Im Gespräch mit: Valentin Mackh

Umgeben von Leinwänden mit Fußballspielern und Rosen sprechen wir im lichtdurchfluteten Wohnatelier mit Valentin Mackh darüber, wie die Umgebung die Arbeit als Künstler beeinflusst, wie es ist, beim Abendessen Farben anrühren zu können und was für Wünsche man hat, wenn man neben der Kunst auch einem anderem nachgehen muss.

Mit der U-Bahn fahre ich in den Stuttgarter Osten. Nachdem ich Stäffele bezwungen habe, kann ich einen wunderbaren Blick über die Kesselstadt genießen. Ich stehe vor einem Haus mit großen Fenstern. Es ist ein Atelierhaus. Hier wohnt und arbeitet Valentin Mackh.

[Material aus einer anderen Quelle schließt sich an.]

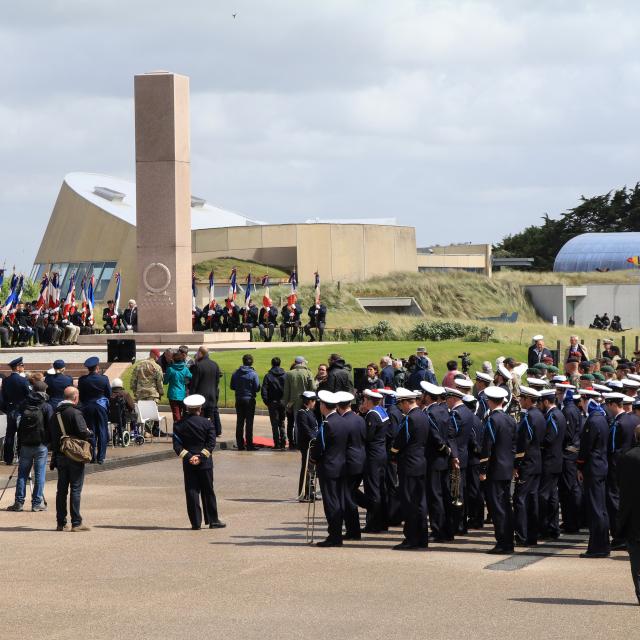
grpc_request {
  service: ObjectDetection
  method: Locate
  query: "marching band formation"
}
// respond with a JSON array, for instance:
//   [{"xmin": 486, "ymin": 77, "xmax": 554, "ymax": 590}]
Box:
[{"xmin": 304, "ymin": 336, "xmax": 640, "ymax": 558}]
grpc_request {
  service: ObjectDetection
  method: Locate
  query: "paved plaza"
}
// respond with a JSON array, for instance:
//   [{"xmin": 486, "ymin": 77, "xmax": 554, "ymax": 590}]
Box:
[{"xmin": 0, "ymin": 447, "xmax": 640, "ymax": 640}]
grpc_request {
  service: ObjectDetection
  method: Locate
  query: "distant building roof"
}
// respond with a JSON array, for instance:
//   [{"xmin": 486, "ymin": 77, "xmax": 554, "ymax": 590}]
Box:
[
  {"xmin": 64, "ymin": 173, "xmax": 265, "ymax": 230},
  {"xmin": 553, "ymin": 231, "xmax": 640, "ymax": 272}
]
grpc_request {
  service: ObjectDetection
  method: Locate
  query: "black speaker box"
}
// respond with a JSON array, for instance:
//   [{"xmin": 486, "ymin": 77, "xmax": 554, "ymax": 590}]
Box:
[
  {"xmin": 107, "ymin": 338, "xmax": 136, "ymax": 362},
  {"xmin": 353, "ymin": 367, "xmax": 367, "ymax": 391}
]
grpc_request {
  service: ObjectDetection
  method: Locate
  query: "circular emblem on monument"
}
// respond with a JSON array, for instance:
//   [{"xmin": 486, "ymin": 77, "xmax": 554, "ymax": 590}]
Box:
[{"xmin": 142, "ymin": 262, "xmax": 171, "ymax": 293}]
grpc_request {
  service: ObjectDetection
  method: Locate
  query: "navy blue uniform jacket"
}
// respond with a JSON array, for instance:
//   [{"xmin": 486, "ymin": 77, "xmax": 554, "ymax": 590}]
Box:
[
  {"xmin": 173, "ymin": 415, "xmax": 216, "ymax": 469},
  {"xmin": 310, "ymin": 412, "xmax": 349, "ymax": 478},
  {"xmin": 578, "ymin": 410, "xmax": 609, "ymax": 478},
  {"xmin": 541, "ymin": 407, "xmax": 567, "ymax": 474},
  {"xmin": 516, "ymin": 407, "xmax": 547, "ymax": 477},
  {"xmin": 480, "ymin": 409, "xmax": 516, "ymax": 481}
]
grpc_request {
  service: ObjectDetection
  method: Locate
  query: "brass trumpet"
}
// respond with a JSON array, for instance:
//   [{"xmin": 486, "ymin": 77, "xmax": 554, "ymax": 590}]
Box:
[{"xmin": 449, "ymin": 467, "xmax": 463, "ymax": 508}]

An der Akademie der Bildenden Künste (Abk) in Stuttgart studierte er von 2011 bis 2018 Bildende Kunst und widmet sich seitdem der Malerei. Die finanzielle Realität sieht, wie bei vielen Künstler:innen, jedoch anders aus: Mit der Geburt seiner Tochter begann Valentin wieder als Landschaftsgärtner zu arbeiten. Darin machte er eine Ausbildung, bevor er sich für das Kunststudium entschied.

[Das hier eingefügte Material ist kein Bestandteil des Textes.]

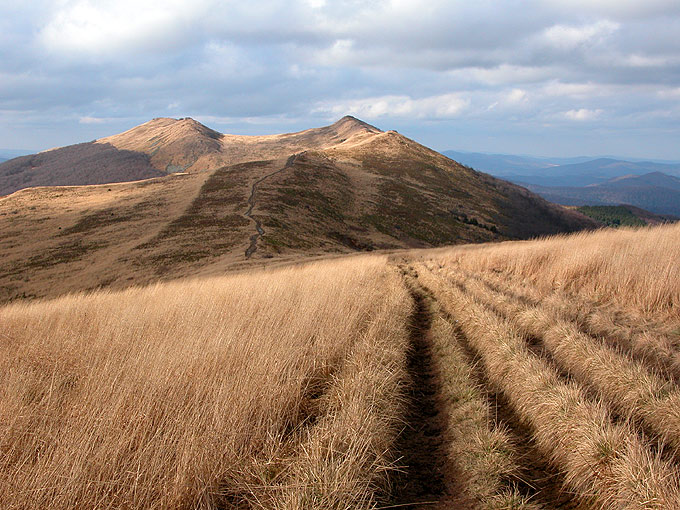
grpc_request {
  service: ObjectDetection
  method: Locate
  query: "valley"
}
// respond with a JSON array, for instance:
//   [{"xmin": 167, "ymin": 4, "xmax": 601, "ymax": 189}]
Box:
[
  {"xmin": 0, "ymin": 225, "xmax": 680, "ymax": 510},
  {"xmin": 0, "ymin": 117, "xmax": 680, "ymax": 510},
  {"xmin": 0, "ymin": 117, "xmax": 599, "ymax": 302}
]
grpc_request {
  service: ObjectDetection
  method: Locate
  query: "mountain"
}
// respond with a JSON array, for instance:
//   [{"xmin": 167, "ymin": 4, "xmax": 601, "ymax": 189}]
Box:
[
  {"xmin": 443, "ymin": 151, "xmax": 680, "ymax": 186},
  {"xmin": 509, "ymin": 158, "xmax": 680, "ymax": 187},
  {"xmin": 442, "ymin": 151, "xmax": 556, "ymax": 177},
  {"xmin": 0, "ymin": 117, "xmax": 598, "ymax": 300},
  {"xmin": 527, "ymin": 172, "xmax": 680, "ymax": 216},
  {"xmin": 576, "ymin": 205, "xmax": 680, "ymax": 227}
]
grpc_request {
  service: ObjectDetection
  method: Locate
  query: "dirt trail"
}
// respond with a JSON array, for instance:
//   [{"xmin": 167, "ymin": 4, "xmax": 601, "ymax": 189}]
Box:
[
  {"xmin": 438, "ymin": 294, "xmax": 592, "ymax": 510},
  {"xmin": 244, "ymin": 154, "xmax": 298, "ymax": 259},
  {"xmin": 387, "ymin": 268, "xmax": 467, "ymax": 509}
]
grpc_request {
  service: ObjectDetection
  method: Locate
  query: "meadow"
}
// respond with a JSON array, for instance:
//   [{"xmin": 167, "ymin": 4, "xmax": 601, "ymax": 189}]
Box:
[{"xmin": 0, "ymin": 225, "xmax": 680, "ymax": 510}]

Bei einem Bier sitzen wir in seinem Wohnatelier zwischen Leinwänden und Malutensilien, hören einen wilden Mix an Musik der letzten 30 Jahre und sprechen über Valentins Studium, seine Kunst und die Situation, von seiner Kunst nicht leben zu können.

Valentin Mackh in seinem Wohnatelier

Lieber Valentin, danke dass du dir heute Zeit nimmst. Wie bist du denn zur Kunst gekommen?

Natürlich habe ich als Kind schon viel gezeichnet und gemalt. Nach meiner Ausbildung als Landschaftsgärtner und nach dem Abi stand ich vor der Frage, was ich nun studieren soll. Zur Auswahl standen für mich naturwissenschaftliche Fächer oder Kunst. Und dann habe ich mich für die Kunst entschieden.

War für die Entscheidung ein Studium der Bildenden Kunst anzutreten der Punkt des Kreativseins wichtig?

Ja, schon auf jeden Fall. Vor dem Studium habe ich bei dem Bildhauer Eckart Dietz, einem freischaffenden Künstler, ein Praktikum gemacht. Dort habe ich aber auch gemerkt, dass Künstlersein viel Arbeit bedeutet. Zwar war er in seiner Tätigkeit als Bildhauer sehr frei, aber in dem von ihm gesetzten Rahmen arbeitete er sehr hart.

Nun malst du aber hauptsächlich. Hast du an der Abk Malerei studiert, oder wie lief dein Studium ab?

Da ich das Praktikum gemacht habe, bin ich zu Werner Pokorny in die Grundklasse gekommen. Nach zwei Semestern in der Grundklasse entscheidet man erst, in welche Fachklasse man geht. Und da habe ich mich für Malerei entschieden.

Was hat dich in dieser Zeit des Studiums am meisten geprägt?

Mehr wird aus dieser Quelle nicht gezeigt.